Autre source importante, le réseau Potagers de France dont fait partie le Château de Valmer. “La propriétaire Alix de Saint-Venant, paysagiste et botaniste passionnée, m’a procuré plusieurs variétés patrimoniales provenant notamment de la station Vavilov de Saint-Pétersbourg.” L'Institut russe possède une importante collection de graines de variétés françaises répertoriées dans les catalogues historiques de Vilmorin. Gilles Debarle a également retrouvé des variétés anciennes auprès de jardiniers amateurs et des potagers de châteaux. “Au fil des années, j’ai constitué un stock de semences.” Récupérer des graines est une chose, conserver les variétés en est une autre. “Il faut trouver des maraîchers bio pour les multiplier. C’est une organisation très longue à mettre en place et qui reste fragile.” Il arrive que des variétés abandonnées par les semenciers, tombées un temps aux oubliettes, suscitent à nouveau leur intérêt. À l’instar du haricot ‘Cerise’ que le grainier Girerd souhaite multiplier et qui sera réinscrit au catalogue officiel des variétés par le Geves. “La boucle est bouclée !”

De la diversité naît l’équilibre

Le jardin potager de Savigny-le-Temple, dessiné à la française, s’étale sur un hectare. Il associe une collection de cinquante variétés légumières et aromatiques et soixante variétés fruitières. Haricot nain ‘Merveille de Paris’, tomates ‘Perdrigeon’, ‘Chemin’, ou encore ‘Grosse lisse’ “magnifique et délicieuse qu’on a récupérée en Australie”, laitue Batavia ‘Reine des Glaces’ “croquante et très productive en pleine sécheresse”, autant de variétés patrimoniales parisiennes présentes dans le catalogue Vilmorin de 1925 et qui poussent désormais dans le jardin du Domaine. “Les variétés anciennes sont loin d’être déméritantes. Certaines sont intéressantes pour leur goût, d’autres pour un usage particulier. Certaines se comportent très bien face au réchauffement climatique. La diversité permet d’équilibrer la récolte du jardin d’une année sur l’autre.”

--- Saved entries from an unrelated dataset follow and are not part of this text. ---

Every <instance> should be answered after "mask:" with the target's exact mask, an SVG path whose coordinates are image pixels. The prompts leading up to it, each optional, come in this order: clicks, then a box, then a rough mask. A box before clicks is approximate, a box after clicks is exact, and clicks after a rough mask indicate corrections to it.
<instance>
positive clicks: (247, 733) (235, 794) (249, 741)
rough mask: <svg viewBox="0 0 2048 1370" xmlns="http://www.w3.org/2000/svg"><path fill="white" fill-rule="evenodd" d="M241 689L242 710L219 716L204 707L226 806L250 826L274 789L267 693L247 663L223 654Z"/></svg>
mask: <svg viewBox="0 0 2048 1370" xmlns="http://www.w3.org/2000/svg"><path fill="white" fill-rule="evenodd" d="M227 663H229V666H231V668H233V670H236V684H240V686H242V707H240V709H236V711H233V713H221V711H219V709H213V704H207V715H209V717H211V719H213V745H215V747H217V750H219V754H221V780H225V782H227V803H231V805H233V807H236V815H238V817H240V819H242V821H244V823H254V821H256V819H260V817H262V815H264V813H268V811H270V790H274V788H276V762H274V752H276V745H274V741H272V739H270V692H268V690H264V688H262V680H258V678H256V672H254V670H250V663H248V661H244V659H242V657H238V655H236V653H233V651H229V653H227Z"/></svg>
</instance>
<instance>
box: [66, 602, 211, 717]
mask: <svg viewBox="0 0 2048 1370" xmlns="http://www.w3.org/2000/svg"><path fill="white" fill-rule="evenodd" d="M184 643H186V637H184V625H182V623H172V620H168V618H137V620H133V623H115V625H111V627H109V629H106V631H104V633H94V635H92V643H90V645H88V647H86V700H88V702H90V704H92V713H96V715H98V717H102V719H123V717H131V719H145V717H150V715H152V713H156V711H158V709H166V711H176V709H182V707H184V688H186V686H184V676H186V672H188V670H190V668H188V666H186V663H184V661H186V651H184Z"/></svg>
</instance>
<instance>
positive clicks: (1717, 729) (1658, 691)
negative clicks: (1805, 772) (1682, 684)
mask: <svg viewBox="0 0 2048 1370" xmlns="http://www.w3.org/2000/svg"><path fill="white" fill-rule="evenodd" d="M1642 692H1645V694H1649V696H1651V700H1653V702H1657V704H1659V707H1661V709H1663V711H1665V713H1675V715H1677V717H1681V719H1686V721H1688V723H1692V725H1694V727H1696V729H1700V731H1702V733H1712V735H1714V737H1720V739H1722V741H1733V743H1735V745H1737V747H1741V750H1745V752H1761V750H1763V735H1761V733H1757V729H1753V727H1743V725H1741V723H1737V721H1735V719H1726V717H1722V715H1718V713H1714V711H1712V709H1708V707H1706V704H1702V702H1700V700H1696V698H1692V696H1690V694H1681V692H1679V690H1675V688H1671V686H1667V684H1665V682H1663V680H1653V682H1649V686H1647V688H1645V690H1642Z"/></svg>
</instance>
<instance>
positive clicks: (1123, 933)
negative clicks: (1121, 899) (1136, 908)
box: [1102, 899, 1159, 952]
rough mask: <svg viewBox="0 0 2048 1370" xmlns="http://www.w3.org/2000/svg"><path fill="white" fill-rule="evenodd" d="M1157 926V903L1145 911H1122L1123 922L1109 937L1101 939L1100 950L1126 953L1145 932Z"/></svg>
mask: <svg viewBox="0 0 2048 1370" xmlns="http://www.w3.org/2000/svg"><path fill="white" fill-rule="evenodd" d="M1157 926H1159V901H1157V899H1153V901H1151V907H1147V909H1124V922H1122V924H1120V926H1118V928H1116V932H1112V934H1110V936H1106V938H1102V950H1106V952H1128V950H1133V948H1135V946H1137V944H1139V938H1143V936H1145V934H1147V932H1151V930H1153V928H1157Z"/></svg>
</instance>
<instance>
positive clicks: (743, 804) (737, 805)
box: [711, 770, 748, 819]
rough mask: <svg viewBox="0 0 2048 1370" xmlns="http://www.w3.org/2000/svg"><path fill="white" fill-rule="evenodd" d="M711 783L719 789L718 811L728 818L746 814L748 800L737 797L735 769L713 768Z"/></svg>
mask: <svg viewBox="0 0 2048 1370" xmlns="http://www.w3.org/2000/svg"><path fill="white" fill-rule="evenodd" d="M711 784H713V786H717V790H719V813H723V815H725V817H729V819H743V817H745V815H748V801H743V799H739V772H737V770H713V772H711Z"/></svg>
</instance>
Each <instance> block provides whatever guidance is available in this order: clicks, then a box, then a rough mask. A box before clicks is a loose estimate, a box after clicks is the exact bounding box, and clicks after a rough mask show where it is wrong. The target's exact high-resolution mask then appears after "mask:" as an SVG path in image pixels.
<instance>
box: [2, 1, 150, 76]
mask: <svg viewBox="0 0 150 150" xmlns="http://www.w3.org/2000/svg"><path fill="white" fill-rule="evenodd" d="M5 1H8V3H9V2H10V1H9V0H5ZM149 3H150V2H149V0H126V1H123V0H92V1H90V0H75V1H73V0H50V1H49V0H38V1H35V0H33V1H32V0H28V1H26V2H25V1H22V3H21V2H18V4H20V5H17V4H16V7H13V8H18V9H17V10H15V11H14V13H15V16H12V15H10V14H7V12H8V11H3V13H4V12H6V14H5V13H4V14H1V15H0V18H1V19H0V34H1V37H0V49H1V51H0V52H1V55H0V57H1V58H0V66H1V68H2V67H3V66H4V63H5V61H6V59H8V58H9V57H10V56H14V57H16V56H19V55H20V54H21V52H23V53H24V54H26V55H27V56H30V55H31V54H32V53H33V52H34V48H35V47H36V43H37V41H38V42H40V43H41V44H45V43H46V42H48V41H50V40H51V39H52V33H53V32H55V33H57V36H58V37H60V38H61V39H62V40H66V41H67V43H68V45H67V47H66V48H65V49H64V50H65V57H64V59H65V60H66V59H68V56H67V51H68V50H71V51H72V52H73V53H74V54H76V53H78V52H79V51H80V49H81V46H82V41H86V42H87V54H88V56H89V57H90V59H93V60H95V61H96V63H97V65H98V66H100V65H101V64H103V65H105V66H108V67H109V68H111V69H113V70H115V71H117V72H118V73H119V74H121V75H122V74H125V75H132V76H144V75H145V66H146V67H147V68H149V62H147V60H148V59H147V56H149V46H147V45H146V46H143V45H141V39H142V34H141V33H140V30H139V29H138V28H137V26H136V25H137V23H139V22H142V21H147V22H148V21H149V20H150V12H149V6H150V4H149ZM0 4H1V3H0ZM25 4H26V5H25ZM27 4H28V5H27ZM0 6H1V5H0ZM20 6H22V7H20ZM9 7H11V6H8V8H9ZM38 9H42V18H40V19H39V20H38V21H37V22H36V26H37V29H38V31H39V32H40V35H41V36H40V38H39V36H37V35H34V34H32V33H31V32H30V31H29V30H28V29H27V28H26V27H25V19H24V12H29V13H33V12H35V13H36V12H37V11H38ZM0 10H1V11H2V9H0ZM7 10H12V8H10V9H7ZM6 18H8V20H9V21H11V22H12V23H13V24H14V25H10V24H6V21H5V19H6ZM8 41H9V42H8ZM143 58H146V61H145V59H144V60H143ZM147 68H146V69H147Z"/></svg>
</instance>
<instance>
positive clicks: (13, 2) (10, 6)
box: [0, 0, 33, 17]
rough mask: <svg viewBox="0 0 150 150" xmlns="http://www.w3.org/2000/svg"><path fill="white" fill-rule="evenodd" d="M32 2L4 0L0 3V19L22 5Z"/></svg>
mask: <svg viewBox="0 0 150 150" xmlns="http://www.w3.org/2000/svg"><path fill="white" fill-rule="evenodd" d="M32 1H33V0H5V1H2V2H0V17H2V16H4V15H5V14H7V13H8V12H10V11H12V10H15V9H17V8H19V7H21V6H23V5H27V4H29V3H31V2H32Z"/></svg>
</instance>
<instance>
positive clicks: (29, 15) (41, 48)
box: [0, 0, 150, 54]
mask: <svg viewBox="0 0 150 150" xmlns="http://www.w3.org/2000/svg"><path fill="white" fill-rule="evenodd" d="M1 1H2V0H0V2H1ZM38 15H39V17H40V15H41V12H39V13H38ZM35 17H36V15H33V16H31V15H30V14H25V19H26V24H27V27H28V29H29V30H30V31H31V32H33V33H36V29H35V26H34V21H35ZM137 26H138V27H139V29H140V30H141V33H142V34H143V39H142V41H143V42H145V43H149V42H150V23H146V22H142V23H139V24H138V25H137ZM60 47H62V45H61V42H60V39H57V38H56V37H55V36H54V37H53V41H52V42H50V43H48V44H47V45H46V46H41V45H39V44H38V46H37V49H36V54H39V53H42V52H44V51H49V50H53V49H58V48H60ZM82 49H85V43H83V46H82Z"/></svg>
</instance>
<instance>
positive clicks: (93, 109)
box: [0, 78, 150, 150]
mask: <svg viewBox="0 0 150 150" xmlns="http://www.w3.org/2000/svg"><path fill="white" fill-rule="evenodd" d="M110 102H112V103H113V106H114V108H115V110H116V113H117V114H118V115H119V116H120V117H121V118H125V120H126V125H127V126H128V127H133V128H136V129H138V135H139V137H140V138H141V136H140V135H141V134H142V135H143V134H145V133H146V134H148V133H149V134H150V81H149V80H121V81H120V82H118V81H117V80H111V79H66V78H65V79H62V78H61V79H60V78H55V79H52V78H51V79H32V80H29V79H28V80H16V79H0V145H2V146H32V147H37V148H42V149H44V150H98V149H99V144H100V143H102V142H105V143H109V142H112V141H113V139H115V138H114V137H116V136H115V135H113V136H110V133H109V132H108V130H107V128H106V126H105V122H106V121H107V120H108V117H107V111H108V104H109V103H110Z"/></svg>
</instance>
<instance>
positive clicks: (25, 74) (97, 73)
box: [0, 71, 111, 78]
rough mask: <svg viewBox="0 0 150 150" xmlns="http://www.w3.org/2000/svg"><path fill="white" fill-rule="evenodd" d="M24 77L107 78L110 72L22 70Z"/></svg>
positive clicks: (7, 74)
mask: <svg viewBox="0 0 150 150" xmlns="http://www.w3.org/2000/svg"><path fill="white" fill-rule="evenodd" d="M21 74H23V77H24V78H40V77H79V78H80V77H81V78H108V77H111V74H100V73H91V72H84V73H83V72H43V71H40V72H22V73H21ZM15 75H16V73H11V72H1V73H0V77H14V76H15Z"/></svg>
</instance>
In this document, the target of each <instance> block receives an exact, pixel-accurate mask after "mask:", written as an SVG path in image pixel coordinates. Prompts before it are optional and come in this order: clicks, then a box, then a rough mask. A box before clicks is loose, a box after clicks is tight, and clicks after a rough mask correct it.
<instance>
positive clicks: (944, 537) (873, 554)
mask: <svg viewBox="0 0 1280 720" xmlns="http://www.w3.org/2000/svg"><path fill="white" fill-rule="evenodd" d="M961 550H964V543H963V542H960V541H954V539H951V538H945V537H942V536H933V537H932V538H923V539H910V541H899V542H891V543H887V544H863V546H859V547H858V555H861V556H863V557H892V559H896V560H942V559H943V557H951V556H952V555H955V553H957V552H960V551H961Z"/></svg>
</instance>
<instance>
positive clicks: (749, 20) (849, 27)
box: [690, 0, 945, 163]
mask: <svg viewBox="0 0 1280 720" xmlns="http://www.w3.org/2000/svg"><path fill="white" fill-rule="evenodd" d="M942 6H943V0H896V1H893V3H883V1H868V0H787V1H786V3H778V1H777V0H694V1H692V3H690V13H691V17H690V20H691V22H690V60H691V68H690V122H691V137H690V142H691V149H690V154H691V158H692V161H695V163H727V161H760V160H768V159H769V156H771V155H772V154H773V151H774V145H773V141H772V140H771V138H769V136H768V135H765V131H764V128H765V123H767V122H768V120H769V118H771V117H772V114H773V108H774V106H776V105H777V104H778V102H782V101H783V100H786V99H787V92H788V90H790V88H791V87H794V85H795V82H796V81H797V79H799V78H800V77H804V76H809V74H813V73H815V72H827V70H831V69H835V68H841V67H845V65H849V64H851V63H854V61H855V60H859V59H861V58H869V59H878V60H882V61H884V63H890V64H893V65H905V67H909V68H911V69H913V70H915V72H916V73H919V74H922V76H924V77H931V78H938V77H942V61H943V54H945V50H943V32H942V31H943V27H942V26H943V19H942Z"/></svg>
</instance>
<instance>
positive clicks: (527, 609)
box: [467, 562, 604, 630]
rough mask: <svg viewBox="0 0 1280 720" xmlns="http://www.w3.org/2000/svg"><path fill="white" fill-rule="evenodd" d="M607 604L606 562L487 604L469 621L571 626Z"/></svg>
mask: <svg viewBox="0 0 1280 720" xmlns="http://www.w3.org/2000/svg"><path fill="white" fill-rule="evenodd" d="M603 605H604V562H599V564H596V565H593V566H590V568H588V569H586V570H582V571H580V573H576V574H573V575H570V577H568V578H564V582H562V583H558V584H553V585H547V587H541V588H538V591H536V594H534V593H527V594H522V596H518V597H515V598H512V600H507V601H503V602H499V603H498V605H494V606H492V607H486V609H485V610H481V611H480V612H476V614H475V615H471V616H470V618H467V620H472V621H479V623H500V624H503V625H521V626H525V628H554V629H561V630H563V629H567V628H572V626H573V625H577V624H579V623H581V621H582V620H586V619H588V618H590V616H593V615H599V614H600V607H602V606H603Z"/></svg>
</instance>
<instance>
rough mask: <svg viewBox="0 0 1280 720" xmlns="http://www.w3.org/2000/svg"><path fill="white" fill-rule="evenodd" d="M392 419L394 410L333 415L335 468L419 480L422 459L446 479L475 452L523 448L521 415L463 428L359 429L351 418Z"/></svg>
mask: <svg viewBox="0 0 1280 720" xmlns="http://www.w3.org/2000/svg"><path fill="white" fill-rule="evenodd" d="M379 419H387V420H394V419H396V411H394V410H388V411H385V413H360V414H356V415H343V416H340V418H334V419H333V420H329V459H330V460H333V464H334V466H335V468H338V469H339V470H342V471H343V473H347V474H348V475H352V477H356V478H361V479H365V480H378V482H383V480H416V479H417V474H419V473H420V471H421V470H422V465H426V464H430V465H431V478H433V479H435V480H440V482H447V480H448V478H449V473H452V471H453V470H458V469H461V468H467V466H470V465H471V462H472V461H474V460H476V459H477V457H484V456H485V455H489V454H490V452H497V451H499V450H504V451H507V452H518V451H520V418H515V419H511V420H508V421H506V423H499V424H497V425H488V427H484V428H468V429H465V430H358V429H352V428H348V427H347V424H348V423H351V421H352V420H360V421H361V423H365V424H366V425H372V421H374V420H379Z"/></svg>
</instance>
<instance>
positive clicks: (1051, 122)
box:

Lieu de vie et de lien social, le potager de la Grange-la-Prévôté constitue un support d’animations pédagogiques autour du jardin pour les crèches et les scolaires, de 3 à 17 ans. Les légumes sont valorisés dans les ateliers cuisine des centres sociaux, dans les écoles de la ville et au lycée hôtelier. “Nous menons beaucoup de projets diversifiés qui apportent un nouveau regard sur la ville et ses habitants grâce aux jardins.

Sabine Huet

Co-écrit par Gilles Debarle et Laetitia Bataille, l’ouvrage Remarquables potagers de France présente la diversité des anciens jardins présents dans les châteaux, les abbayes, et met en lumière ce qu’ils ont conservé de leur histoire. “Les plus anciennes traces d’un potager clos de mur sont retrouvées dans une abbaye à Nice”, relate Gilles Debarle. Le livre retrace les grandes innovations survenues tous les 400 ans environ depuis le début de notre ère. “L’agronome Romain Columelle recense les espèces et variétés cultivées. La chute de l’Empire romain entraîne la fin de l’évolution des jardins.” Les années 800 voient la publication du Capitulaire de Charlemagne dont quatre chapitres évoquent les jardins. “Le premier plan de potager connu est celui de l’abbaye de Saint-Gall en Suisse.” En 1200, le Frère Albert le Grand développe les jardins clos de murs en pierre et non plus en bois pour créer un microclimat. “Les potagers et vergers des domaines se sophistiquent.” À la Renaissance, le potager classique arborant une fontaine centrale prend le relais, à l’image du potager du Roi de Versailles, voulu par Louis XIV. “Les cultures fruitières en espaliers se développent.” Après la recherche de productivité des jardins du 19ème siècle, on constate depuis les années 2000 un regain d’intérêt pour le potager conduit avec des méthodes plus naturelles. “C’est un vrai tournant, on réhabilite le jardin avec des variétés anciennes, on rénove les potagers historiques comme celui de Savigny-le-Temple.” Au fil des pages, les jardins se réinventent.